Déféré : preuve de la remise de l’acte dans le délai

Il n’est pas suffisant d’avoir raison. Encore faut-il pouvoir le démontrer.

D’aucuns ignorent encore l’existence du « déféré », acte de procédure – on a envie de dire recours, mais la Cour de cassation nous a encore rappelé dernièrement qu’il ne s’agit pas d’un recours – qui connaît un engouement certain depuis ces dernières années.

Et à voir les derniers chiffres de la Société de Courtage des Barreaux (SCB), avec une sinistralité de 26,6 % qui concerne la seule procédure d’appel, il faut croire que le succès du déféré est croissant.

Pour en revenir à notre déféré, il est dit à l’article 916 qu’il faut le régulariser dans un délai, court, de quinze jours.
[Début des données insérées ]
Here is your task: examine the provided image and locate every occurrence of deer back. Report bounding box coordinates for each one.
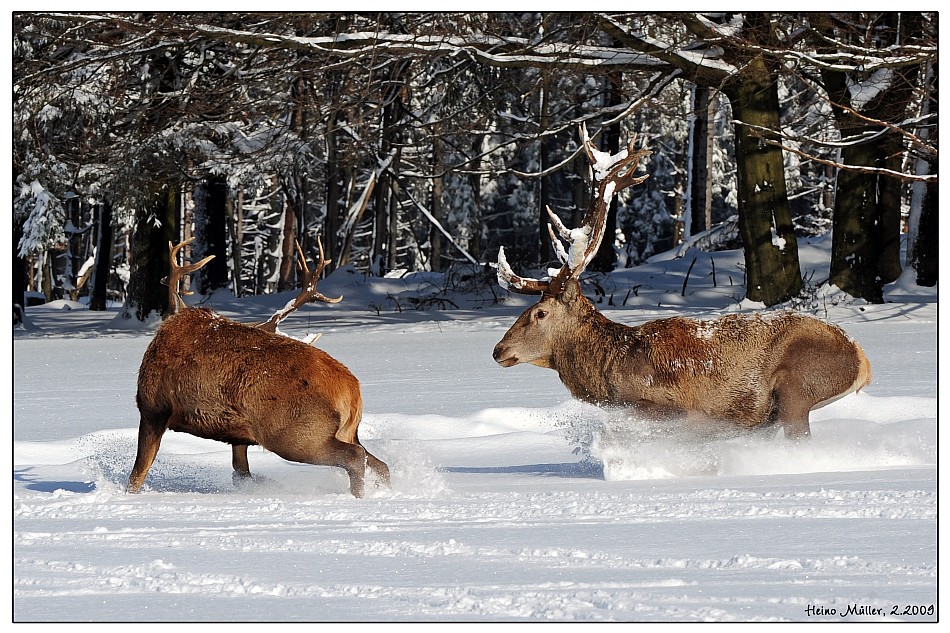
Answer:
[138,308,362,443]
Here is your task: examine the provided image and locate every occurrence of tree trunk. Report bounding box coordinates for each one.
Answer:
[89,202,113,311]
[13,212,26,327]
[590,71,623,273]
[911,156,940,288]
[122,185,180,321]
[191,176,230,295]
[429,137,448,272]
[277,195,297,292]
[322,113,346,270]
[724,57,802,306]
[686,84,713,235]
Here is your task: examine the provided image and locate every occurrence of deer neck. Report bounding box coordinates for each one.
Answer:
[545,304,636,405]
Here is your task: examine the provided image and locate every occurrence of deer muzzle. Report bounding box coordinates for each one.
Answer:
[492,343,519,367]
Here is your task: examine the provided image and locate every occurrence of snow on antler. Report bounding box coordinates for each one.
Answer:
[495,125,650,294]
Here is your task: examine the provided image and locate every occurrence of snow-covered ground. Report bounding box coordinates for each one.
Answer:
[11,240,938,622]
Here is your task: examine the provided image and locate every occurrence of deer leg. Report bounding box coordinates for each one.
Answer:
[320,437,379,499]
[363,448,389,486]
[126,414,166,493]
[353,430,389,486]
[773,390,811,440]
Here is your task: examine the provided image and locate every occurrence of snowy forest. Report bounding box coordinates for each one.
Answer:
[13,12,938,324]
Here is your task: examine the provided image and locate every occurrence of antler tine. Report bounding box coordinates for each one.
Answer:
[492,246,550,295]
[495,123,651,296]
[168,236,214,314]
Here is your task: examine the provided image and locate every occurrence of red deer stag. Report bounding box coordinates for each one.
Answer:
[128,236,389,497]
[493,128,871,439]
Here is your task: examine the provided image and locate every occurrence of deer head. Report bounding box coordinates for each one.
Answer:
[493,126,650,367]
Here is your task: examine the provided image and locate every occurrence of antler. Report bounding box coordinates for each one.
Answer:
[169,237,214,314]
[258,237,343,332]
[495,124,651,296]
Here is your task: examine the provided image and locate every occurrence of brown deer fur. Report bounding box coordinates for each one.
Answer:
[493,279,871,438]
[128,308,389,497]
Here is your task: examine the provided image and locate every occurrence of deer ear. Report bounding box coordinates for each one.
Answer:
[558,279,581,305]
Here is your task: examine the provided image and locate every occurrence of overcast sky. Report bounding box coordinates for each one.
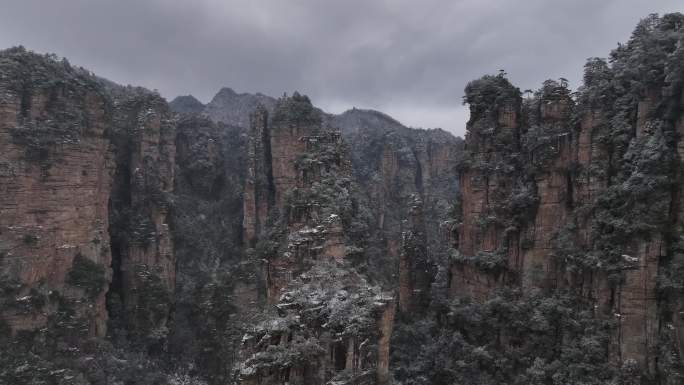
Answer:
[0,0,684,135]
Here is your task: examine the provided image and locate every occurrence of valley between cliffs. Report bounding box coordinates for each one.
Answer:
[0,14,684,385]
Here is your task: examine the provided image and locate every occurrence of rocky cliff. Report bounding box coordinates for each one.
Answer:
[0,9,684,385]
[239,93,394,384]
[395,14,684,384]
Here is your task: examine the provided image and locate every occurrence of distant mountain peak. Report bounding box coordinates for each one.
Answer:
[169,95,204,114]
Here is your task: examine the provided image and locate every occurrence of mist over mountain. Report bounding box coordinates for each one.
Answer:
[0,9,684,385]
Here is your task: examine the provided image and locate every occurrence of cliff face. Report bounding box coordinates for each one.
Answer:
[432,15,683,383]
[238,94,394,384]
[109,89,176,345]
[330,109,462,313]
[0,48,184,383]
[0,49,113,336]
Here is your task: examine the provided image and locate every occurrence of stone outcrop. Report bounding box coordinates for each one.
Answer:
[110,89,176,340]
[0,48,113,336]
[329,109,462,313]
[451,15,681,381]
[237,94,394,384]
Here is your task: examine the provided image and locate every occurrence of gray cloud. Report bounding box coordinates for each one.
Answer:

Mais il n’est pas tout de faire diligence dans les temps, il faut pouvoir démontrer que le nécessaire a été régulièrement effectué.

C’est là le problème posé dans la présente affaire.

Et la Cour de cassation de nous dire, dans un arrêt non publié (Cass. 2e civ., 16 mai 2019, n° 18-13.796) :

« Vu les articles 748-3, 916, 930-1 du code de procédure civile et 5, 7 et 8 de l’arrêté du 30 mars 2011 relatif à la communication par voie électronique dans les procédures avec représentation obligatoire devant les cours d’appel ;

Attendu qu’en application de l’article 930-1 susvisé, la remise au greffe de la cour d’appel d’une requête déférant une ordonnance du conseiller de la mise en état devant avoir lieu, à peine d’irrecevabilité, dans le délai prévu par l’article 916 susvisé, est accomplie par la voie électronique ; qu’il résulte de l’article 748-3 susvisé, ainsi que des articles susvisés de l’arrêté du 30 mars 2011, que cette remise est faite par l’envoi, via le réseau privé virtuel avocat (RPVA), d’un courrier électronique, auquel est joint un fichier contenant cette requête et dont la réception par le greffe est attestée par un avis généré automatiquement par le dispositif technique du système de messagerie justice ;

Attendu, selon l’arrêt attaqué, que M. X a relevé appel, le 13 mars 2017, du jugement d’un conseil de prud’hommes l’ayant débouté de ses demandes dirigées contre la société Citizen media, représentée par la société Mars, en qualité de liquidateur à la liquidation judiciaire de cette société, en présence de l’association AGS CGEA IDF Ouest ; que M. X a déféré à la cour d’appel l’ordonnance du 18 août 2017 par laquelle le conseiller de la mise en état, constatant que les conclusions d’appel de M. X avaient été remises le 14 juin 2017, a prononcé la caducité de sa déclaration d’appel ;

Attendu que pour déclarer irrecevable la requête en déféré présentée par M. X, l’arrêt retient que l’ordonnance du conseiller de la mise en état a été rendue le 18 août 2017, que l’appelant avait un délai de quinze jours pour former une requête en déféré devant la cour d’appel, qu’il a présenté sa requête seulement le 14 novembre 2017 et qu’il est donc irrecevable en sa demande ;

Qu’en statuant ainsi, alors qu’il ressort des productions que l’appelant avait adressé au greffe, par l’intermédiaire du RPVA, un message électronique transmettant une requête en déféré de l’ordonnance du 18 août 2017, qui avait fait l’objet d’un avis électronique de réception le 1er septembre 2017, la cour d’appel a violé les textes susvisés ; »

 

Il faut être attentif à conserver toutes les preuves des diligences effectuées.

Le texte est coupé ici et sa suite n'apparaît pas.